MADISON, Wis. - October is Breast Cancer Awareness month, and in Wisconsin this year, roughly 4000 women will be told they have breast cancer, and nearly 700 will die from the disease. The Wisconsin Well Woman Program, part of the National Breast and Cervical Cancer Early Detection Program, provides screening exams for low-income and uninsured women.

It's critical to the health of Wisconsin's women, says Allison Miller of the American Cancer Society in Wisconsin.

"The program is incredibly important, in that women who otherwise would not be able to afford getting that early, potentially life-saving screening, can do so through the program."

Miller says the program could use more money, to save more lives.

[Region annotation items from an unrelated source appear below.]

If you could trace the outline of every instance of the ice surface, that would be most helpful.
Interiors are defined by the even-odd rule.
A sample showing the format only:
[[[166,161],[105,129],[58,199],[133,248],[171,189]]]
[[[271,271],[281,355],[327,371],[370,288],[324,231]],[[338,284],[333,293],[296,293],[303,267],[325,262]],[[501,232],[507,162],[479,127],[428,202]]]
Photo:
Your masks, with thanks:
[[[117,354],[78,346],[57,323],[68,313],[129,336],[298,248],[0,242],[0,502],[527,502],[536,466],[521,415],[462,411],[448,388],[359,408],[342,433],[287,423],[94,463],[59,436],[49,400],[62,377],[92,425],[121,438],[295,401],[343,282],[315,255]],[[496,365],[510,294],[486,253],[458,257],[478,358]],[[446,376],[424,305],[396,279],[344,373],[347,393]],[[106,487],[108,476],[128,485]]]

"The Breast and Cervical Cancer Screening Program only has enough funding to screen about one out of every five women. So of all the women that are eligible, we're only reaching one of five because the program is so dramatically underfunded."

Breast cancer remains the second-leading cause of cancer deaths among women, but is one of the few diseases that can be detected early, with routine use of mammograms. When breast cancer is detected early, the survival rate is 98 percent, but it falls to 27 percent when diagnosed at a late stage.

Miller says fully funding the program at the federal level will go a long way toward saving the lives of more women by paying for routine mammograms.

"If they happen to be diagnosed with breast cancer, then they can also get their treatment paid for, and the program will direct them in appropriate paths to make sure that they get the treatment that they need."

Since it was launched in 1990, the program has provided more than nine million screening exams and detected more than 40,000 cases of breast cancer.